How important is research work to your script-writing process?

Research is of tremendous importance to any writer’s script-writing process I feel. As an audience I am in awe of the terrific research and hard work some of my contemporaries are putting into their work. In case of the kind of stories I am trying to tell, finding research material itself is a tremendous task. I am a huge fan of pulp literature and impossible crimes. However, books of these genres are extremely rare and difficult to find.

How did you get the idea of a rat sending out information from a jail?

This idea came from a cult classic pulp story The Problem of Cell 13, written by the American mystery writer Jacques Futrelle. I have taken inspiration from this story and added other elements of my own to make it more contemporary and practical.

How did you shoot the scenes?

We had no idea how to shoot with a rat. Doing VFX was too expensive and impossible. Working with an actual wild rat was not an option of course. We contacted numerous pet stores all across the city and came to know of a domesticated animal called Gerbil, which looks very similar to rats. We arranged for gerbils. But, unfortunately, the day before the shoot we realised that the supplier caught Covid and could not provide the animals. We panicked and even planned to use a toy mouse. However, luckily, at the last moment we came to know that one of our colleagues, Sentu, had quite a few pet rats. He saved the day and brought us a couple of extremely tame, well-mannered pet rats, who were a breeze to shoot with. We took all safety precautions to ensure that the rats were safe and unharmed. There was a vet present on set as well.

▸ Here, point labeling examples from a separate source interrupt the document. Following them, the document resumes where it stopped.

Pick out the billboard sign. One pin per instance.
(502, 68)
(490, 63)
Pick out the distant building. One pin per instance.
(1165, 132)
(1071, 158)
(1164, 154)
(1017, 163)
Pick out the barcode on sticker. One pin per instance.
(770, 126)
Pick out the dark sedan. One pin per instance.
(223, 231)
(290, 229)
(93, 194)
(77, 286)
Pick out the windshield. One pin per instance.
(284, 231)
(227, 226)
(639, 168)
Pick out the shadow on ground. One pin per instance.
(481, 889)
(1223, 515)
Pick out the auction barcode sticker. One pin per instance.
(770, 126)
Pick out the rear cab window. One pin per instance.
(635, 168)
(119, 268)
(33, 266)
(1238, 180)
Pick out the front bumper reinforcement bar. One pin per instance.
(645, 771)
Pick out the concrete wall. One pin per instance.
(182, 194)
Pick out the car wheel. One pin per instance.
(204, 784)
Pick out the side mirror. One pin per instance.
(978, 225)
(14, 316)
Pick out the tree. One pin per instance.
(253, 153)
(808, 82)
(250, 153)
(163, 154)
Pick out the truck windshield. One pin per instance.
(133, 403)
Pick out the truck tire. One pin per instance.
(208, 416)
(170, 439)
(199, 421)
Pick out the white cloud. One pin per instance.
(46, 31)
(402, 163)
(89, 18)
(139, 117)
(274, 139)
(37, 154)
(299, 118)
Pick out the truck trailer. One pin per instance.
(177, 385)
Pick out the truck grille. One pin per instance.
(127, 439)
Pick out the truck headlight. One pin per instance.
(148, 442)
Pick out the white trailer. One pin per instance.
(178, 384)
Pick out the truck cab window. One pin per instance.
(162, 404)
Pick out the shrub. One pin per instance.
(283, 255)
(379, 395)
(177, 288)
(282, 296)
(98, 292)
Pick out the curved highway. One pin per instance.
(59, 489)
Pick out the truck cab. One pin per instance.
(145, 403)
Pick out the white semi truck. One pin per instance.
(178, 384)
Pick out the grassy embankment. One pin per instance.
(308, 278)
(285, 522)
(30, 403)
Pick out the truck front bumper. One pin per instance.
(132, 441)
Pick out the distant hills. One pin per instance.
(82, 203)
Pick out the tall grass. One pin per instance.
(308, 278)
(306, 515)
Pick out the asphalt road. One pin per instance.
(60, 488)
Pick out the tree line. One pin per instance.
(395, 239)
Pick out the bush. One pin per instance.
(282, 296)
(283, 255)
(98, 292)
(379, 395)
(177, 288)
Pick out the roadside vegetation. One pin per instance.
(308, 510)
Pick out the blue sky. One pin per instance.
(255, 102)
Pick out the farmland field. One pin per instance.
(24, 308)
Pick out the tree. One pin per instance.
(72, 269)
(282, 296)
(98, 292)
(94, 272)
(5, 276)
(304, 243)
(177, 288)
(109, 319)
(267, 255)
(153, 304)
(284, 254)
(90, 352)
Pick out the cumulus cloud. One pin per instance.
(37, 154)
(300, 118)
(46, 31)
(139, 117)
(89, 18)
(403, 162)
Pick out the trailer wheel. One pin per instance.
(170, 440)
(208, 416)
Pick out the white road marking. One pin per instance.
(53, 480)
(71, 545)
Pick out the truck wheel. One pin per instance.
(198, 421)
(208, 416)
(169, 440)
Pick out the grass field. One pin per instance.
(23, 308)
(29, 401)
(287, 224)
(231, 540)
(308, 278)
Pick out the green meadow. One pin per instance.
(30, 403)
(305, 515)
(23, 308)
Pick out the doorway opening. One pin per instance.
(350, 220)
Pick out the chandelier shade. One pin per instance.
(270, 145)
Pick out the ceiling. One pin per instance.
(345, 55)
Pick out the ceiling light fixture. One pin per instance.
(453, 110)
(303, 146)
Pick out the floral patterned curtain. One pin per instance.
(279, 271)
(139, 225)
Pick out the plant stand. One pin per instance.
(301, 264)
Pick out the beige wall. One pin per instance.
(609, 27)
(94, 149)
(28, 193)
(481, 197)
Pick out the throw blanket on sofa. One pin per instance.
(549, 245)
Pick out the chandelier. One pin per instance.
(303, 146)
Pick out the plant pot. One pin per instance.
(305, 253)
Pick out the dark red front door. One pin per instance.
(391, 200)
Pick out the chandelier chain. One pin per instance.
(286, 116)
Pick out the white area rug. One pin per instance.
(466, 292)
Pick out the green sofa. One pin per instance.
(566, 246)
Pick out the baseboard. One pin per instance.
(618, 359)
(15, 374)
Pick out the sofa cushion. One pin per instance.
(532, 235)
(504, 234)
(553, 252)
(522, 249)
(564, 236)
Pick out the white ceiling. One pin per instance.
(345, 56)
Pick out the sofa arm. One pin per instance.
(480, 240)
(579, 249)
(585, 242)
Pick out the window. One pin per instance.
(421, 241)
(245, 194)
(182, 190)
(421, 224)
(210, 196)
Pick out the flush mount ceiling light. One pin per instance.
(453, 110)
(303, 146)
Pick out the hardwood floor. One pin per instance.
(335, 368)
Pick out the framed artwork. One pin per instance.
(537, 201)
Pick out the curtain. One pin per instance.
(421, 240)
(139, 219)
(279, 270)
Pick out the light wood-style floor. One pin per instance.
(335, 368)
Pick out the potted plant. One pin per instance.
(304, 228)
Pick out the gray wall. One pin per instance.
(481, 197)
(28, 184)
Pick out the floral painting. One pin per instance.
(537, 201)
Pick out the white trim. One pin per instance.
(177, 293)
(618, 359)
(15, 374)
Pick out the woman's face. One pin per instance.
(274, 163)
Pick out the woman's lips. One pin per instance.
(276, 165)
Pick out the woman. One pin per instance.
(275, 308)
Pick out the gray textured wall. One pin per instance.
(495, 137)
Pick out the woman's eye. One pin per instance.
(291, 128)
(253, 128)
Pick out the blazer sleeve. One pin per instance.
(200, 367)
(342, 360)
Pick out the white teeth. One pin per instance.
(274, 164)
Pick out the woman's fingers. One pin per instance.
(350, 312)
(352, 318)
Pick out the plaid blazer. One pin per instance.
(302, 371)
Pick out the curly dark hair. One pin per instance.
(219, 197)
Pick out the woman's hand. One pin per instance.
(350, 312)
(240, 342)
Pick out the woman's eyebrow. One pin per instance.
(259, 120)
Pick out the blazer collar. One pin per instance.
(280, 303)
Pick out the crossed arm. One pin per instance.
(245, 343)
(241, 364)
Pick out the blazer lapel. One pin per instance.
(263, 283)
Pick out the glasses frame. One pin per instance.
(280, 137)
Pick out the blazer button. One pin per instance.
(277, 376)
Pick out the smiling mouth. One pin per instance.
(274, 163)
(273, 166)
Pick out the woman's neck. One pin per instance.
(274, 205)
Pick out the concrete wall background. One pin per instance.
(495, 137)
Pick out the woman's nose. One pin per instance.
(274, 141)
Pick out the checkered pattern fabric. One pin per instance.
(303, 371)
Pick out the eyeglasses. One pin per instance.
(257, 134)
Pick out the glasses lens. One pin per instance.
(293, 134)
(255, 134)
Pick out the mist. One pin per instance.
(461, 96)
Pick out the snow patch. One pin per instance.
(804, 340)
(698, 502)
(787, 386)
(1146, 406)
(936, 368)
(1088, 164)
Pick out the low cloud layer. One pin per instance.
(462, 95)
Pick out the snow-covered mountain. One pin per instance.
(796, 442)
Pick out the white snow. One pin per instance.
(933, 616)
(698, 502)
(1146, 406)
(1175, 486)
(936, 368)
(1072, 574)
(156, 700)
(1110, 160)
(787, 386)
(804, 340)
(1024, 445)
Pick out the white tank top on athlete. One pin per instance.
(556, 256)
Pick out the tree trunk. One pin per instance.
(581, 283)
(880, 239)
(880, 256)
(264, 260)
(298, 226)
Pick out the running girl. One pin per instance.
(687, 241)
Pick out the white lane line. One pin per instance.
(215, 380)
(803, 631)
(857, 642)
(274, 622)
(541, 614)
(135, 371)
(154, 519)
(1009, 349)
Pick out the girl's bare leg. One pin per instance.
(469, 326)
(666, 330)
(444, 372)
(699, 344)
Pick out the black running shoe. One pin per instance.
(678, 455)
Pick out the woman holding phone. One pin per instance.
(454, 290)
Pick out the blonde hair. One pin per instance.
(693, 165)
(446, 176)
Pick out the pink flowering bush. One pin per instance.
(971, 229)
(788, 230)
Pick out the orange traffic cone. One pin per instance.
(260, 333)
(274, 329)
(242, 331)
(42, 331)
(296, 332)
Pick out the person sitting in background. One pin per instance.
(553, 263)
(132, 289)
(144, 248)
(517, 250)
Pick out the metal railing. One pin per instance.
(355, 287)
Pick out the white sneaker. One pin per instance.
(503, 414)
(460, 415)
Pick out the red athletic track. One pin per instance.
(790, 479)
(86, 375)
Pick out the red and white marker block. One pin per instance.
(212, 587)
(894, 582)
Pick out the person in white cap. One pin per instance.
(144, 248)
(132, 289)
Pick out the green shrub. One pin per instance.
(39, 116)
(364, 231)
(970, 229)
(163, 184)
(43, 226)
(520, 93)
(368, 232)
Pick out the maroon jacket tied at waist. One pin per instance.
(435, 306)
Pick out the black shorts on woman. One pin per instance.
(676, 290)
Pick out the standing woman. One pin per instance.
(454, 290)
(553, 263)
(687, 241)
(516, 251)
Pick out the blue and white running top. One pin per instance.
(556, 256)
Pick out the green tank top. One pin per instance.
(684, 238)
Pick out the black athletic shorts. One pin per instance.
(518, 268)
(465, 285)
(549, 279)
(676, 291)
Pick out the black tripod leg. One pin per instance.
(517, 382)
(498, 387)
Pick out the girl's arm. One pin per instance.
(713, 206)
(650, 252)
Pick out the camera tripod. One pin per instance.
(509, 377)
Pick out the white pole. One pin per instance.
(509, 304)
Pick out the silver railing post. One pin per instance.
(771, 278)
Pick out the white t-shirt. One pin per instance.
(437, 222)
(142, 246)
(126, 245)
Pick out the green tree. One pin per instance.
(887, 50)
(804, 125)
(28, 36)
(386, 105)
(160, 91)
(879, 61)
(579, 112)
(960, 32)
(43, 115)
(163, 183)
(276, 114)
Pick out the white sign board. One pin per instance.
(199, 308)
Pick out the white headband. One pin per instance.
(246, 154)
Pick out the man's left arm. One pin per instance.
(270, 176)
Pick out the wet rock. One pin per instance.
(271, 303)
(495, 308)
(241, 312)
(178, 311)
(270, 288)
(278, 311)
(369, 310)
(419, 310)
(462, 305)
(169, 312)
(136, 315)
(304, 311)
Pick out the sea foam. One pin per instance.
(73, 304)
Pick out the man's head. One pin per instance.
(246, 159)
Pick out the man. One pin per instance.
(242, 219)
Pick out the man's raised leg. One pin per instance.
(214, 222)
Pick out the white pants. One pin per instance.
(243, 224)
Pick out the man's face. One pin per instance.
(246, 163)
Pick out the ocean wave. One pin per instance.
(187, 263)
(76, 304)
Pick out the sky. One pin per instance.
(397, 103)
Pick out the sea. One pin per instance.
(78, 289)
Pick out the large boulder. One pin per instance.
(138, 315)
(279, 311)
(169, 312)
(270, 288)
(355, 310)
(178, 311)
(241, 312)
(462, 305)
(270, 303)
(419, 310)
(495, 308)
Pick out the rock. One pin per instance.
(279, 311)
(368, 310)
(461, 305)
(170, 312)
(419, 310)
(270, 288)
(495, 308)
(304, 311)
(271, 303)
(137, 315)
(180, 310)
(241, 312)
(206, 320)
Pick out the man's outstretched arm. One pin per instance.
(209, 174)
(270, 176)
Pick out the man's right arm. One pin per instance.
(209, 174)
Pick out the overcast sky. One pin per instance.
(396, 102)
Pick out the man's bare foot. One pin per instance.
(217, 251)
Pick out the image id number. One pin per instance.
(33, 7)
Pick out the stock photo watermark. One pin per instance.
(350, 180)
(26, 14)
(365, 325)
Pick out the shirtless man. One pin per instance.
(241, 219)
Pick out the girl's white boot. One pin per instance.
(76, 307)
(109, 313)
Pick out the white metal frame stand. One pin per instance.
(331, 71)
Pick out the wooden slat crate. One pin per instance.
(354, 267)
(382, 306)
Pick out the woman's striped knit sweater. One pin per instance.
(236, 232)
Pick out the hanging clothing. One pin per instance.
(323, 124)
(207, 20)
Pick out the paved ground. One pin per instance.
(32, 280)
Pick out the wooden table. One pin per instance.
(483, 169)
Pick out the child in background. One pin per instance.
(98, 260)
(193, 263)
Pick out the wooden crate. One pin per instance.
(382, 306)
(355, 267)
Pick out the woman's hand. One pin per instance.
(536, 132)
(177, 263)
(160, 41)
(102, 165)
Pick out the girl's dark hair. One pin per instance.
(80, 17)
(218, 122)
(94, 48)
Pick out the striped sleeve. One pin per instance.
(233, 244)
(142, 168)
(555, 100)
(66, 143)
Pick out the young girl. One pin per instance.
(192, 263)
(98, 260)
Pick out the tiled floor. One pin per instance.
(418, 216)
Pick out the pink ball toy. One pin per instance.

Without giving away spoilers, how does a candle fire a bullet?

Well, each cartridge has a small charge (made of gunpowder) at its back portion. When you pull the trigger of a gun, a spring mechanism hammers a metal firing pin into the back end of the cartridge, generating heat which ignites the small explosive charge, in turn, firing the bullet. Now, this mechanism can be activated by heating the back end of the cartridge using a candle or any heat source. This will not be instantaneous and will take time. But, eventually, the heat will cause the charge to explode, igniting the propellant and firing the bullet. In case of a short distance, in an enclosed space with no significant air resistance, the bullet will indeed travel in an almost straight line and hit a desired target if placed properly. I got the idea while researching impossible crimes and studying the mechanism of firing bullets.

In episode 4 of RRS3, we have given tribute to the sub-genre ‘locked room murder’ and have shown four different ways of committing the perfect murder.